He’s primed to stir those Crescent City flavors into his playing. Visiting the cradle of jazz also reminded him of something: He loves to go out and listen to live music. On his nights off back home, Smith has tended to hide out and relax. But in New Orleans, it was: “That’s right! I enjoy being out.”

The musical milieu here in Port Angeles is steadily growing more vibrant, Smith believes. Drive downtown, he said, and it feels different from the way it did a few years ago. Venues such as Barhop Brewing, Bar N9ne and the Next Door gastropub, combined with artists and promoters such as Jeff Tocher and Sarah Tucker are, to his mind, creating a scene.

“I would like to see Port Angeles and Sequim get the recognition that Port Townsend does” for its art and music.

At the same time, Smith is known for his openness to other musicians. Despite his stature, “he’s not one of these players who drives the beat,” said Blue Rooster’s Cort Armstrong.

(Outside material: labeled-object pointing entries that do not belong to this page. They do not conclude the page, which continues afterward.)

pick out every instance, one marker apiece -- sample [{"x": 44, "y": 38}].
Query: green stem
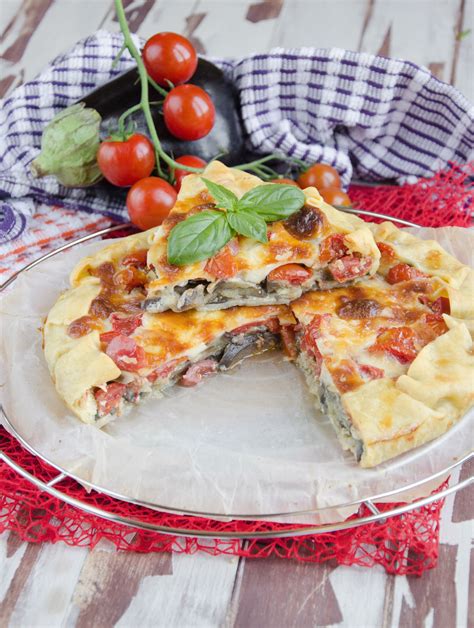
[
  {"x": 124, "y": 116},
  {"x": 158, "y": 88},
  {"x": 144, "y": 100}
]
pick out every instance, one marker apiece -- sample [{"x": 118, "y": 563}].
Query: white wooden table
[{"x": 55, "y": 585}]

“He’s got such a light touch,” added Armstrong. “He plays off acoustic instruments so well.”

Steve Lingle, director of the Olympic Express Big Band, noted Smith’s off-stage comportment. “He is a great person to know . . . he is always willing to assist anyone,” said Lingle, a baritone saxophonist.

Olympic Express is “extremely honored and proud to have Terry.”

When asked for some of his favorite music, Smith ticks off a diverse list: with the big band, anything Count Basie; “Congo Square” and “Don’t Tear Us Apart” with the Soulshakers; Stevie Wonder’s “Live in London” album in his headphones while mowing the lawn.

In addition to all of his playing, Smith wants to do more teaching, something he’s preparing for by writing an instruction book. The working title: It’s All about the Groove.

He also enjoys time with his 26-year-old son Jesse, whom he raised on his own.

“He is an incredible drummer,” in a Seattle progressive-rock band called The Ghost Apparatus, and “by day, he is a sous chef at Serious Pie,” the Tom Douglas restaurant in Seattle.

“I could not be more proud of him,” said Smith.

Life and music, right now, are very good — yet complacent isn’t in Smith’s repertoire.

“A lot of my musician brothers and sisters have passed away,” he said. “That has taught me to make the best use of every day.”

During a break in a recent Soulshakers gig at Barhop, Smith circulated through the pub, chatting up the people who were catching their breath after an hour of dancing.

The band was scheduled to quit at 10 p.m., but if people stick around, Smith indicated that the Soulshakers weren’t going anywhere.

“I want to make every note count,” he said.

The drummer understands something a friend once said: “Music isn’t something you do. It’s who you are.”